“Whoa! You did such a great job. That’s super smart!”
“You’re so talented in mathematics! You’ll be a mathematician.”
Familiar with the above praises? You probably think there is nothing wrong with such compliments because the kids love them after all. However, there is much more to it than that. This week we are extending our previous topic about growth and fixed mindset to effective praises. Some of you may want to change the way our kids are being praised after this.
What happens when the children think that they’re smart? Obviously, they want to maintain their intelligence, they want to wear the ‘smarty pants’ crown always. Gradually, they grow to become averse to challenges, afraid of trying new things that will make them look ‘less smart’. They want to stay in that comfort zone of being a ‘smart’ kid for the adults & friends. In this case, mistakes become something horrible and fearful to them when instead, mistakes are huge stepping stones in the journey of learning. They slowly turn into a passive learner because they want to be our ‘smart kids’.
Change that. Make effective praises. Tell them they do fantastic jobs, show them what have they done well, praise their effort for being resilient, tell them their imagination is running wild, notice their creativity, etc, but don’t use that ‘S’ word when what it does is merely stopping them to grow active. If it confuses you, worry not. Let’s make it clearer of how we can provide positive feedback to our kids. There are 2 types of praises – descriptive and evaluative praises.
It helps our learners know exactly what they have done well and what they can improve. We value their effort, progress, details, and process and directly motivate their positive behaviors. They’ll be motivated to do/explore more, try different techniques to solve any challenges, turn weaknesses into strengths.

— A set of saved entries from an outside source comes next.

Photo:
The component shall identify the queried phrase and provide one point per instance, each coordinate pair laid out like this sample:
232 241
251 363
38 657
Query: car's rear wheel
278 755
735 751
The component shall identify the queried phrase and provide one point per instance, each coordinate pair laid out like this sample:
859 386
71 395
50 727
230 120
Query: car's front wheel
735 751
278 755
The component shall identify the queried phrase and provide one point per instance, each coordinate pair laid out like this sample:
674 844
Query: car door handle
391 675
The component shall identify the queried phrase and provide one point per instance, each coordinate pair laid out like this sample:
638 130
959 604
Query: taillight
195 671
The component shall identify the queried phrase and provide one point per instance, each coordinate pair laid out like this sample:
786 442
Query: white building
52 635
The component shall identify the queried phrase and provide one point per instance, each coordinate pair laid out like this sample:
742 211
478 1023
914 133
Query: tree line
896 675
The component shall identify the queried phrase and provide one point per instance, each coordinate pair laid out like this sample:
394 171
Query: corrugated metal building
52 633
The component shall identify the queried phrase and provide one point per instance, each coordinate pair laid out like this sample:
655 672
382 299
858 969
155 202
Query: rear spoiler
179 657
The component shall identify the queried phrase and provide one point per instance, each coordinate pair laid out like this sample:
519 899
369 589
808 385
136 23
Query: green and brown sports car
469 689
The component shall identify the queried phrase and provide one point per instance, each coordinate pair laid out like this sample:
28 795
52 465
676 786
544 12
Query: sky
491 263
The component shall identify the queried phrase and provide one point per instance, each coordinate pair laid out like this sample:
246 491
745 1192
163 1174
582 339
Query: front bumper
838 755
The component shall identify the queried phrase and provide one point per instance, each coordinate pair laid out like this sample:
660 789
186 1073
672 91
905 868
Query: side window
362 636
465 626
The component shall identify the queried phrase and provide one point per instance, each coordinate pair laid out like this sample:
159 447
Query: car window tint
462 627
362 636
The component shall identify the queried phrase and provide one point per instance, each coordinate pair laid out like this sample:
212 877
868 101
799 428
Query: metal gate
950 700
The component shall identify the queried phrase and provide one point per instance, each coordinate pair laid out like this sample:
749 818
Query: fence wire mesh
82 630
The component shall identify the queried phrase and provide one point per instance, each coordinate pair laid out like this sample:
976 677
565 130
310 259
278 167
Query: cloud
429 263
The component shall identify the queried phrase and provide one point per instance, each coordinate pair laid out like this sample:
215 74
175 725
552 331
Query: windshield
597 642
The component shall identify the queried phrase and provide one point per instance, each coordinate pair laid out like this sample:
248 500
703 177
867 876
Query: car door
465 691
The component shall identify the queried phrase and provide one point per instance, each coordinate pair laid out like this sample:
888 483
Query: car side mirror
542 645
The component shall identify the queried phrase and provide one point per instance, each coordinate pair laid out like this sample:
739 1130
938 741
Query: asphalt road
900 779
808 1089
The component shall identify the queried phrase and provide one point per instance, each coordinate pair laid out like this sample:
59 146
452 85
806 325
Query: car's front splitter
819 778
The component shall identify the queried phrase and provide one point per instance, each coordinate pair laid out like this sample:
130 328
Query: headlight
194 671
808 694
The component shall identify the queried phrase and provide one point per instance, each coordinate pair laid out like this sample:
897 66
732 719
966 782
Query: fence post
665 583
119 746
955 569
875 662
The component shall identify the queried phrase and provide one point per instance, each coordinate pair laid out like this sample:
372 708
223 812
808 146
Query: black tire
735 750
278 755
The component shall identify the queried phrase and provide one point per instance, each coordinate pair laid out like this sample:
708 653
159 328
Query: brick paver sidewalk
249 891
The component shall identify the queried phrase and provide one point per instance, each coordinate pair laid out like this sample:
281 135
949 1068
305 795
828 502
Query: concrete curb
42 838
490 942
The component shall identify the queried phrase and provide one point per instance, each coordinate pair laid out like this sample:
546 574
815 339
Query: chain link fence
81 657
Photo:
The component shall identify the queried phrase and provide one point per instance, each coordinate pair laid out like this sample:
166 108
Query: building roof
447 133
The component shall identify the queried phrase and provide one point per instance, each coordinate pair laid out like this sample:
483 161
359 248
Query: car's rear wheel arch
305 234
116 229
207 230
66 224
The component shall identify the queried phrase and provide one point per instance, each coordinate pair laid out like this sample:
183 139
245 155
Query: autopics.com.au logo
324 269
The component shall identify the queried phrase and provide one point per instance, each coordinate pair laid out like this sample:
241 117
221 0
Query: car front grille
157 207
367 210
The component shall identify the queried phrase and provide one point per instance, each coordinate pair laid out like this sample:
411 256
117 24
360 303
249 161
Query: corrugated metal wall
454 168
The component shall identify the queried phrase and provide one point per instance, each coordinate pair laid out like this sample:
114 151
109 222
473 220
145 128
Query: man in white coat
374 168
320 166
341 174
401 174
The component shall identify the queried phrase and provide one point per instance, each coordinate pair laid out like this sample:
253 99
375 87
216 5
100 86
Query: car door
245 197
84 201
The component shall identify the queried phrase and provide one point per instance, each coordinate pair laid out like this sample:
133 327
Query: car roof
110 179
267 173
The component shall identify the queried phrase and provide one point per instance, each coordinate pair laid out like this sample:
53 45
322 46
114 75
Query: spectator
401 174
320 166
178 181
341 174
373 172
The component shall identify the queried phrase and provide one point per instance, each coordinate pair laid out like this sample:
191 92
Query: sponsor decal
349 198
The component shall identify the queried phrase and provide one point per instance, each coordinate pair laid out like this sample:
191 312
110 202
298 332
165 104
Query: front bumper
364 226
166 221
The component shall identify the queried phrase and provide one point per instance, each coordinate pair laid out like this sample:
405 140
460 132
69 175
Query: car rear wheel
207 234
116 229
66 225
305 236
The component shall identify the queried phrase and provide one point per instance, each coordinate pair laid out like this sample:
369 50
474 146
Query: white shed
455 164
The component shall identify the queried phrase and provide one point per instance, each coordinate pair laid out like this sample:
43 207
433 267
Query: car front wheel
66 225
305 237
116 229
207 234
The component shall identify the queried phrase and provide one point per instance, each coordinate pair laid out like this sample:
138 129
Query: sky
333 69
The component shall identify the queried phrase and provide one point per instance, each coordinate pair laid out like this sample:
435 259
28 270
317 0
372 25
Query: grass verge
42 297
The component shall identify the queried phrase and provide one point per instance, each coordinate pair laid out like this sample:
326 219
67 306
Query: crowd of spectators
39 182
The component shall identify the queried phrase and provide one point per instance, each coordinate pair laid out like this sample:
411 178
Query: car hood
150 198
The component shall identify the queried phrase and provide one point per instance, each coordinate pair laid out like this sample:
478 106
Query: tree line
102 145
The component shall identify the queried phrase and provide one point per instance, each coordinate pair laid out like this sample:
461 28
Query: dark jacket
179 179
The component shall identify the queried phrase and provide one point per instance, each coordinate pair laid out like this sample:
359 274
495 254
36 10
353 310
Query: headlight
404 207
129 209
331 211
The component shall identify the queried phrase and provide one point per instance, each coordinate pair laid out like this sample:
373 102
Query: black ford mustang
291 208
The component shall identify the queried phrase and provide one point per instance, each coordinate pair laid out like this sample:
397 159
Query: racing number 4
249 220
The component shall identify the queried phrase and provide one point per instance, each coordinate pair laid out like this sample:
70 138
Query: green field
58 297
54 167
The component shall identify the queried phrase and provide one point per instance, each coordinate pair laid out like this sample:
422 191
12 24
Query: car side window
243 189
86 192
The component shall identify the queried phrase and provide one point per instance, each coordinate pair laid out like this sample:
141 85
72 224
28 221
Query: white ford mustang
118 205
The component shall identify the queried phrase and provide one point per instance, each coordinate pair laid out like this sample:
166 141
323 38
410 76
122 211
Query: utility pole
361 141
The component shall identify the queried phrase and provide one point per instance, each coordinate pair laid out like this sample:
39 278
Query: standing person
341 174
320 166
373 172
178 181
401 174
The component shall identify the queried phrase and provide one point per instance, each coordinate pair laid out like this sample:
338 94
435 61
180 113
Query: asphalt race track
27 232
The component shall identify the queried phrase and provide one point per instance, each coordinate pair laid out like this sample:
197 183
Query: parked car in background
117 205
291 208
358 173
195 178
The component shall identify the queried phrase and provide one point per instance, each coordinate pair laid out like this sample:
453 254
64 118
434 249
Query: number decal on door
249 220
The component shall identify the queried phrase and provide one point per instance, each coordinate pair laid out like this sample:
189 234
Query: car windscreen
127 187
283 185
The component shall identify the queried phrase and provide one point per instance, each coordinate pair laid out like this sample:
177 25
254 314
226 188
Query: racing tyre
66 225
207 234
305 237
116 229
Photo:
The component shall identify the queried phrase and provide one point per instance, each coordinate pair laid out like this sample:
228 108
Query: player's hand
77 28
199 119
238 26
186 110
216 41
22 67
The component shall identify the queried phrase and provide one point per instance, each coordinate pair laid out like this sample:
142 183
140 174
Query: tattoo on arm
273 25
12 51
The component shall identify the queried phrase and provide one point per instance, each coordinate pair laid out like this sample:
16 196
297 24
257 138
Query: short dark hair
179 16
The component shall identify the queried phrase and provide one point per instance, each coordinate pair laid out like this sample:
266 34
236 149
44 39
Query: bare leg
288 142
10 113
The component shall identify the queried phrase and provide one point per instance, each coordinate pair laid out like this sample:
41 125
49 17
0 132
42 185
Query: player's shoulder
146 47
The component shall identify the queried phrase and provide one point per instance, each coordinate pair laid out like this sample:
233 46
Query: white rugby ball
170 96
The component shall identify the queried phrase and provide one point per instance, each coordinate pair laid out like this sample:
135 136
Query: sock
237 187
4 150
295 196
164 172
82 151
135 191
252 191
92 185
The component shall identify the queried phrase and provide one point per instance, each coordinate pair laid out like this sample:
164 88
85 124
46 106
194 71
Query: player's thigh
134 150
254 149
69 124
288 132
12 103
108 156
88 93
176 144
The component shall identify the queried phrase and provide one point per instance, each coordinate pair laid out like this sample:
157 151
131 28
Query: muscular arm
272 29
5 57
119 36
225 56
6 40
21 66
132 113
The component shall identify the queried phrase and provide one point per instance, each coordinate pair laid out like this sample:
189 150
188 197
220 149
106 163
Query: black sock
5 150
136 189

On the other hand, evaluative praises tell them nothing but our judgments about their work. It’s a summary of how they perform but that doesn’t convey guidance that learners can apply to help themselves improve. They’ll become dependent on all the ‘great job’, ‘well done’, ‘nice work’ in determining their self-worth. Imagine this, Debbie learned & played ‘Twinkle Twinkle Little Star’ for her mother. Her response was ‘I love it! Great song.’. She learned & played many other songs to impress the mother. Today she learned another song but the mother was busy on her phone while Debbie was playing the piano. Her response this time, when Debbie finished playing the song was ‘not bad. cute song.’ with less enthusiasm. She thought her mother got bored of her piano songs, so she’s not as motivated to learn new pieces anymore.